Tuesday, June 08, 2010
False rape charge by bungling Western Australian police
ON MARCH 30, 2006, at 11.58pm, 15-year-old Patrick Waring was in bed in his Perth home when the door to his room was pushed open. He might have been expecting it to be his parents - but they were 400 kilometres away on holiday. Assuming it to be his older brother, Michael, Patrick looked up to find instead several plain-clothes policemen standing in the doorway.
Ordered from bed, Patrick was advised that he was being arrested for the rape of a teenage girl that had occurred earlier that day. Though he denied ever having met the girl, Patrick, accompanied by Michael, was taken to a nearby police station. Frantic calls were made to the boys' parents, who immediately started driving back to Perth.
By the time they arrived at the station, it was all over. Patrick had been charged with rape and remanded, with a bail hearing set for the following Monday. "We were disappointed that Patrick wasn't able to be released to us over the weekend," father Terry Waring says in Every Family's Nightmare. "[But] we felt that it was just a process and that we would be able to get him back on the Monday."
But Terry Waring was wrong. Patrick would not be released for another year and only after a long and painful journey through the West Australian criminal justice system.
"What happened to Patrick could happen to any of us," says filmmaker Ed Punchard. "As our film shows, if the police ever get a hold of you, you can find yourself on an express train that is very hard to get off."
Punchard first heard of Patrick Waring after he had been on remand for a couple of months. "We deconstructed every component and it became pretty clear that a miscarriage of justice was taking place," Punchard says. "And so we started shooting, with the family's approval, and followed them right up to the moment Patrick was acquitted."
Despite Patrick insisting that he had never met the girl, the police case seemed strong. Patrick's number was on the girl's mobile phone and the call log showed that he had called her at the time of the alleged attack. In a photo line-up, the girl had positively identified Patrick as her attacker. There was also CCTV footage of the girl walking along a nearby train platform, followed closely by a man who clearly fitted Patrick's description. But still Patrick maintained he had never met her, a denial that, in the eyes of the police, only seemed to reinforce his guilt.

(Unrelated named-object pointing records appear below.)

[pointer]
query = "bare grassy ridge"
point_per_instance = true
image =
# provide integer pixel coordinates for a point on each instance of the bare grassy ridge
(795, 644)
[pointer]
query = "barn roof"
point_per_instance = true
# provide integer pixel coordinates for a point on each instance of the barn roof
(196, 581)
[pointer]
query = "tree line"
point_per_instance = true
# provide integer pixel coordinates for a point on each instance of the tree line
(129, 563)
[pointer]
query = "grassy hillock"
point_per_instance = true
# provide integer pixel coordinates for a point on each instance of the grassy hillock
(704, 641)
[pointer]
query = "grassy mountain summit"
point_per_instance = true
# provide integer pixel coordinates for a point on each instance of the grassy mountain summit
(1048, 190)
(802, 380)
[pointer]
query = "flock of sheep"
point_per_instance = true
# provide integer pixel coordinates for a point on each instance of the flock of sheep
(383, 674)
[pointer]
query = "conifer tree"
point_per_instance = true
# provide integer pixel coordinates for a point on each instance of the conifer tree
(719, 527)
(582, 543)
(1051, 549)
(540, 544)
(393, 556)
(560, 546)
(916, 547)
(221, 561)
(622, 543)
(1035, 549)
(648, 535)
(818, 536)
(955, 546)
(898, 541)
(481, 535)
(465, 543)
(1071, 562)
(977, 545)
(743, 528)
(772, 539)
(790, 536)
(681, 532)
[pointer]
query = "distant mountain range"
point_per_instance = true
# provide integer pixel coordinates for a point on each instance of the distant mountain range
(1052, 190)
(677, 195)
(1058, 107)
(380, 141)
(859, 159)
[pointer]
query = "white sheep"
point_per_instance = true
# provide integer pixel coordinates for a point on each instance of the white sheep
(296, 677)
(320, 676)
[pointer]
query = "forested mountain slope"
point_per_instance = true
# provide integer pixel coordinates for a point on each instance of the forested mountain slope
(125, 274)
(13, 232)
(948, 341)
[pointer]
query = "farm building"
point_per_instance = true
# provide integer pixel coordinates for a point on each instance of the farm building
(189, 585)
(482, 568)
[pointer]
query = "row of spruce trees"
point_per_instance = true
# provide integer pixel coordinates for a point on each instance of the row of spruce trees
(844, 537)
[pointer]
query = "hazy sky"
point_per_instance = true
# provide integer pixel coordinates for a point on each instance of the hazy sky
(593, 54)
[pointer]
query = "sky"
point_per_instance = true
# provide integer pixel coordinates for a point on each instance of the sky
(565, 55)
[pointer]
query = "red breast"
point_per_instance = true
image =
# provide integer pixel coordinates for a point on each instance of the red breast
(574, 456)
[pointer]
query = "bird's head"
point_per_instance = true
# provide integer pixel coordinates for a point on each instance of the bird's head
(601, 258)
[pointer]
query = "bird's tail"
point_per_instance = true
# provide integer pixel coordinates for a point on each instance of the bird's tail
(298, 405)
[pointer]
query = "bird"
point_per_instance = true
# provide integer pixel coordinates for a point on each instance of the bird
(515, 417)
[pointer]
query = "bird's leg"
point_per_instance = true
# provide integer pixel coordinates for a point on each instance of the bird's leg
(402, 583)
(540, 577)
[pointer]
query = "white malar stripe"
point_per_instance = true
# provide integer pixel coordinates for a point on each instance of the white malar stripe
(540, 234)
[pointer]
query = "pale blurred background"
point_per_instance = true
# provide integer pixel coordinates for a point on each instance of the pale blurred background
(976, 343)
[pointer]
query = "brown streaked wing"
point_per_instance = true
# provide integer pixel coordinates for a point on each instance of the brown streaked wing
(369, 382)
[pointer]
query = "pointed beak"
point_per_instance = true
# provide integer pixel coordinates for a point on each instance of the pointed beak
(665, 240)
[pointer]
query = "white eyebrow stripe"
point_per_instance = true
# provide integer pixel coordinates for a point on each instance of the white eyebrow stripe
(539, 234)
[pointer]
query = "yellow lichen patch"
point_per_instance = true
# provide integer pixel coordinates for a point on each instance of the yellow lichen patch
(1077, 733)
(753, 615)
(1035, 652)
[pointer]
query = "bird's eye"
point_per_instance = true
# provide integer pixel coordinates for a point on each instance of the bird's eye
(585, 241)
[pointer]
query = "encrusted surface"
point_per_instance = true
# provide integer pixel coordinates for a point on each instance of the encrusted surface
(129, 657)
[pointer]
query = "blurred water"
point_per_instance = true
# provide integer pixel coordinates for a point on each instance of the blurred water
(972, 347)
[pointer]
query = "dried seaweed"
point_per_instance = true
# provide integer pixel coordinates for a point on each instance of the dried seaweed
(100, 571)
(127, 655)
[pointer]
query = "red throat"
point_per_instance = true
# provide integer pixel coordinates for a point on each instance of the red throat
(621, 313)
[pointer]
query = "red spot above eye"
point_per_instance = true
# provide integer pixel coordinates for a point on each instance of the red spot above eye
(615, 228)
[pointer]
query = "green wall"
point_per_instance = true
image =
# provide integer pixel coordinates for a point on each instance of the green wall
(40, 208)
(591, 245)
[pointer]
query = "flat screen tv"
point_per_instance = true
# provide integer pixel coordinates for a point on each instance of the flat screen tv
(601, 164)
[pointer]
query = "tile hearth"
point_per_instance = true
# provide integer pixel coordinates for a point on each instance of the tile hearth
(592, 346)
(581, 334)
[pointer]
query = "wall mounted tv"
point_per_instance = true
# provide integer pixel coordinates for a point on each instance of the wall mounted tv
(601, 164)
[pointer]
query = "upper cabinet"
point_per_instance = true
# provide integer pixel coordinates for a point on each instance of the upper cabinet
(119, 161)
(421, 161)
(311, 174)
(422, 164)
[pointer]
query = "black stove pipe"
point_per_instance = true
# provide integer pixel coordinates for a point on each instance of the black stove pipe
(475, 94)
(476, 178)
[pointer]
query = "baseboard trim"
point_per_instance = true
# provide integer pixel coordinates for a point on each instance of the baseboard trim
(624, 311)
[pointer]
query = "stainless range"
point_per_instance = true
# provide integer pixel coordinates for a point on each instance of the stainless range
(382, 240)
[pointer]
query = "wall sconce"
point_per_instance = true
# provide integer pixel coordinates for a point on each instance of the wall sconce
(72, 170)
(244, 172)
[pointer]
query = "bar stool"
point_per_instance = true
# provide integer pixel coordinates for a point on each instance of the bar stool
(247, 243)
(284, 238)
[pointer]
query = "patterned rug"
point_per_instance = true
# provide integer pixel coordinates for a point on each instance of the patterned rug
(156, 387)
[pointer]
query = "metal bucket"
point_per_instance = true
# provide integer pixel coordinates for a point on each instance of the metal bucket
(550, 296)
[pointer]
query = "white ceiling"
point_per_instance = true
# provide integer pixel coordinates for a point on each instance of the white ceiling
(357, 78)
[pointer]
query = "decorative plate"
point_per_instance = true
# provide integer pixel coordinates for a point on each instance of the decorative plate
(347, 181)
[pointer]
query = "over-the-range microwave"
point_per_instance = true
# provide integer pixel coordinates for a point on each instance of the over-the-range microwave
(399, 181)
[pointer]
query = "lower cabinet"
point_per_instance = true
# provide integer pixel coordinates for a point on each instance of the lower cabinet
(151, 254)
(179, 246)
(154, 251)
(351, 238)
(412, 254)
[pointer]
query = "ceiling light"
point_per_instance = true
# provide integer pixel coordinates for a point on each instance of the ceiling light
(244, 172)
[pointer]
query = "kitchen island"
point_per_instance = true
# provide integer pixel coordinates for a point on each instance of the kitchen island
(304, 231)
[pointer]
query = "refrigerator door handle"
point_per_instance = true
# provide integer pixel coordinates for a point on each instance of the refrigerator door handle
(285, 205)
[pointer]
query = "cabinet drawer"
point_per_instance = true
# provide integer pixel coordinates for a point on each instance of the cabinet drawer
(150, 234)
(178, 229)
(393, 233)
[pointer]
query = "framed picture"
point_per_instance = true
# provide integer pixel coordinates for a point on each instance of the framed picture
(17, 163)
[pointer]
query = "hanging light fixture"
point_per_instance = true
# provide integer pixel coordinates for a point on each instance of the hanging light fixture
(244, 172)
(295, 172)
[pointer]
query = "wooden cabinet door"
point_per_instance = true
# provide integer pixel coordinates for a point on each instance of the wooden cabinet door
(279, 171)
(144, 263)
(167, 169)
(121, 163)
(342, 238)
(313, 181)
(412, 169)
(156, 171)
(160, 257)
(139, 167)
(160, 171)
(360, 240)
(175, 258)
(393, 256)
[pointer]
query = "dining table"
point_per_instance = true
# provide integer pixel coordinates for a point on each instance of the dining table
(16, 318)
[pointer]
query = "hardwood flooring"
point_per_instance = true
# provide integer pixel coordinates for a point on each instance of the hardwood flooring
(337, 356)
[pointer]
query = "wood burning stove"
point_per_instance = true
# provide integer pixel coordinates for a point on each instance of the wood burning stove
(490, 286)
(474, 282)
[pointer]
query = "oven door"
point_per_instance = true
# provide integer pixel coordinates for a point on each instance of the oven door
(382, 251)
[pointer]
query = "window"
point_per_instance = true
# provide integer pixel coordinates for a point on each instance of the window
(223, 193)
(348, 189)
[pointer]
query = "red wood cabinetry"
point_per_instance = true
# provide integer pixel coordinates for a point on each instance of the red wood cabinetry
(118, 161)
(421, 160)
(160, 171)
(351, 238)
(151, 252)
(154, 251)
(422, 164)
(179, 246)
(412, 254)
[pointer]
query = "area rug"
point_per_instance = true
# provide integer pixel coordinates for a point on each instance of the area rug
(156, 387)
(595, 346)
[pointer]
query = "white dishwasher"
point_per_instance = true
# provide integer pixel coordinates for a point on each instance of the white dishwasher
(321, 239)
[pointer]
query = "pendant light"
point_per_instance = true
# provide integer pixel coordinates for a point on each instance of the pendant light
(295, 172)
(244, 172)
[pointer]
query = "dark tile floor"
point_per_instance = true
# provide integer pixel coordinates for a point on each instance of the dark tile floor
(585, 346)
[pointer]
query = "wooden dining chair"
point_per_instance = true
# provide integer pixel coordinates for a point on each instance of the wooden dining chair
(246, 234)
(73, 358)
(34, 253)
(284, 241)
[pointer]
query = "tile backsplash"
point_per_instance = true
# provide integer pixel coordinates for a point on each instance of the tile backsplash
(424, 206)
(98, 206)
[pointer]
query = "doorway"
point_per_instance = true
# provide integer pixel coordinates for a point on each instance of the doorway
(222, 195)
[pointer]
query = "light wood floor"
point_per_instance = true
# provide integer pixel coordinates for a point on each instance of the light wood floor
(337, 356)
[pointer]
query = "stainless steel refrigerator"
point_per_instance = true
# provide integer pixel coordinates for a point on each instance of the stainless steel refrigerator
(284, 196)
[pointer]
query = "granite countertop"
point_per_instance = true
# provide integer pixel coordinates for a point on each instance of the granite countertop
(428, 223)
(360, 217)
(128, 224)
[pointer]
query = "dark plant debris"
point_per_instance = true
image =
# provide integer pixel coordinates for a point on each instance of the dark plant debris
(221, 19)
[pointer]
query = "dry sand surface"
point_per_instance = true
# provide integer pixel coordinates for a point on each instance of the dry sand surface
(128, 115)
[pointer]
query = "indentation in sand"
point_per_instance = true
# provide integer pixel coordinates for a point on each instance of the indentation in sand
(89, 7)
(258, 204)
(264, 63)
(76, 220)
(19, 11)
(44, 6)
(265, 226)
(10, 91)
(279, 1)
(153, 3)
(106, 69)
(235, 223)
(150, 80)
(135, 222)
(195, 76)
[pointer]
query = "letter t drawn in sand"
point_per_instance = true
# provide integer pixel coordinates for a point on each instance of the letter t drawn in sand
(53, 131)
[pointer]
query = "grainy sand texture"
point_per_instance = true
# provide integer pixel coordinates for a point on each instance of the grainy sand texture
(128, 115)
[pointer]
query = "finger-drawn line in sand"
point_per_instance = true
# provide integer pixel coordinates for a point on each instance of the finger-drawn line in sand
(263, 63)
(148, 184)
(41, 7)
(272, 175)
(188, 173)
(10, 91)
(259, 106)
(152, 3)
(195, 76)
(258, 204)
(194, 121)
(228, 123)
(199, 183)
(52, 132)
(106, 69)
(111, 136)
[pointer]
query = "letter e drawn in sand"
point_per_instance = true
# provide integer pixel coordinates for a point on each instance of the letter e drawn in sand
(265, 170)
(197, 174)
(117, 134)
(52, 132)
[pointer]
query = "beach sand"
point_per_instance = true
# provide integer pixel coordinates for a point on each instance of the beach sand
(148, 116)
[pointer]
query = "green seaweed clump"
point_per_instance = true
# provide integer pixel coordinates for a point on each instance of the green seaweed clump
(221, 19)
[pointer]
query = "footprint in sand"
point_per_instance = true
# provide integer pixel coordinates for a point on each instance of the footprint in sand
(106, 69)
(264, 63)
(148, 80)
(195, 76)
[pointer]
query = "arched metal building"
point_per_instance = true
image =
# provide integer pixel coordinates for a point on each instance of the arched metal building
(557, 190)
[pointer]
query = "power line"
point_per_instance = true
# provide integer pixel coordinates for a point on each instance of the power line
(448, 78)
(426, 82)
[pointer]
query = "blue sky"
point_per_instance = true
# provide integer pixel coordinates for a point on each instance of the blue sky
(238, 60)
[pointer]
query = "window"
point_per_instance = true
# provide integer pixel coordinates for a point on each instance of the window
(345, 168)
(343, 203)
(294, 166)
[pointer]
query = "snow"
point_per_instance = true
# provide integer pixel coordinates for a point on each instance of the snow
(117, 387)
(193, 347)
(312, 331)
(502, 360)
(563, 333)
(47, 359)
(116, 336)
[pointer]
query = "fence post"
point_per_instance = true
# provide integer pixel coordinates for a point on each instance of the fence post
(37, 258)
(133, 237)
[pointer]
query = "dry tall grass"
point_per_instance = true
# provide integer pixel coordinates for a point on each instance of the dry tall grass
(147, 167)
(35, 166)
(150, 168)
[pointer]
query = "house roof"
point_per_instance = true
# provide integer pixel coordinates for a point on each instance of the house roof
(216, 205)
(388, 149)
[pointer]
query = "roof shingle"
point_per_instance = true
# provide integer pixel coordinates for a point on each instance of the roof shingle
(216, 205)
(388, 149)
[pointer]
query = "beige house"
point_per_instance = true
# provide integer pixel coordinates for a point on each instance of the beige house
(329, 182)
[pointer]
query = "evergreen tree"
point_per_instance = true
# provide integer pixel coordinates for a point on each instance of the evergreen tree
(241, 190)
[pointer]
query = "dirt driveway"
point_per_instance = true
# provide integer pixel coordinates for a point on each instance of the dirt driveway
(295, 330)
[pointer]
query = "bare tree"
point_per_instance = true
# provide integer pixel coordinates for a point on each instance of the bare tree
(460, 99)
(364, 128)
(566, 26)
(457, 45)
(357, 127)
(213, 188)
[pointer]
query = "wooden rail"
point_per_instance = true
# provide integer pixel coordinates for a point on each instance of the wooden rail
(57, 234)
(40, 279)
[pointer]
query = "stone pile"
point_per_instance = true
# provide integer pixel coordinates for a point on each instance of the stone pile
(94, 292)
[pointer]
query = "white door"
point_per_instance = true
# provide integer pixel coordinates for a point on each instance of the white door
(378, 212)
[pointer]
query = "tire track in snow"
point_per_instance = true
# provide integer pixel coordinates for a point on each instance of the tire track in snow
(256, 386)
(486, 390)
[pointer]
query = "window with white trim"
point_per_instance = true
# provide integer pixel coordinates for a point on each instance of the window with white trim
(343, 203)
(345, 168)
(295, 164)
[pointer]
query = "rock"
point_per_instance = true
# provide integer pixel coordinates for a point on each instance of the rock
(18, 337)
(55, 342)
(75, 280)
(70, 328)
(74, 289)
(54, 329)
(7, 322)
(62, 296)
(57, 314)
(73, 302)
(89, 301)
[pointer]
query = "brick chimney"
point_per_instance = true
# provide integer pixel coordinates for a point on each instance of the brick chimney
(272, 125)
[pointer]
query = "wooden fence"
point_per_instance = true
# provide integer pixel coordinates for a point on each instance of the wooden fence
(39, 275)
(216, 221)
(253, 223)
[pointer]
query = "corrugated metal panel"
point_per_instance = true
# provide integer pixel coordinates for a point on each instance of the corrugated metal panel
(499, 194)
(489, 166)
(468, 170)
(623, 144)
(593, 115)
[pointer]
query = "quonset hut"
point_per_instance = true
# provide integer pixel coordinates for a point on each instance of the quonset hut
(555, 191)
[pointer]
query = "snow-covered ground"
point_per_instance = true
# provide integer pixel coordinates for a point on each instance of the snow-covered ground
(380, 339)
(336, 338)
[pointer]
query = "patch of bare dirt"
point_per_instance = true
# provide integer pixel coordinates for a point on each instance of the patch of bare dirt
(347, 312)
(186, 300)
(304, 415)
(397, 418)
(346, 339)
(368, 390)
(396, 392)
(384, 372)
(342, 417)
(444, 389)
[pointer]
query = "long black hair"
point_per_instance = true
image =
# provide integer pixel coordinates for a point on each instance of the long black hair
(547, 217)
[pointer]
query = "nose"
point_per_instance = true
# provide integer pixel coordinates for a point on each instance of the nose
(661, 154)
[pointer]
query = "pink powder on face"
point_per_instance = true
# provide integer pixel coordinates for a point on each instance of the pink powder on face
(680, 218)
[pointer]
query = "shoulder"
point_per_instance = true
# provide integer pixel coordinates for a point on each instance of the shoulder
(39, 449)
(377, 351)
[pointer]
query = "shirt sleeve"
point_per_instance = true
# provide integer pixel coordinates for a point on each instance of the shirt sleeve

Because of the violence of the attack - the allegation was that the girl had been raped anally at knifepoint - the judge dismissed the bail application, leaving Patrick awaiting trial in jail, where he was beaten up and routinely strip-searched. After three months of this, the family turned for help to Robin Napper, an independent forensic investigator and former British detective superintendent.
"I told the family I was not a gun for hire," says Napper, a 30-year veteran of sexual investigations. "If I thought Patrick had done this I would tell them."
But Napper quickly discovered a litany of basic policing errors, starting with the night of Patrick's arrest. "The police had broken every forensic rule in the book," Napper says. "They took the girl in the clothes she said she had been attacked in, put her in the back of a general-purpose police vehicle and drove her to where she said the crime actually happened. That is a complete no-no."
Police cars are so full of contamination as to render the girl's clothes worthless as forensic evidence. The police then did the same with Patrick: rather than remove the clothes he said he'd been wearing, they drove him to the station in a general-purpose vehicle.
The police also conducted the first forensic examination of the crime scene at night. "The only way to examine a crime scene properly is in daylight," Napper says. "But they never did that."
Transcripts of the interviews also showed that the girl had repeatedly changed her story, something police never bothered to question. The DNA evidence was also damning: there was no sign of Patrick's DNA in the intimate swabs from the girl and no sign of the girl in the intimate swabs of Patrick. But still the case went ahead.
While Patrick had initially denied ever meeting the girl, this was a lie. He had met her, on the day of the attack, when he had briefly chatted to her outside the cinema. Patrick and the girl exchanged phone numbers, and Patrick had attempted to call her, but that was as far as it went. Swept up in a crime he did not commit, Patrick panicked, and denied ever having met the girl.
As Punchard explains: "It could have been brought to a halt on several occasions but it wasn't. And one of the reasons it wasn't is that the police just assumed they had their man."
It's a problem of mentality, he says, of modern eliminative policing versus old nominative policing. "Unfortunately," Punchard sighs. "It's a problem we're still struggling with in this country."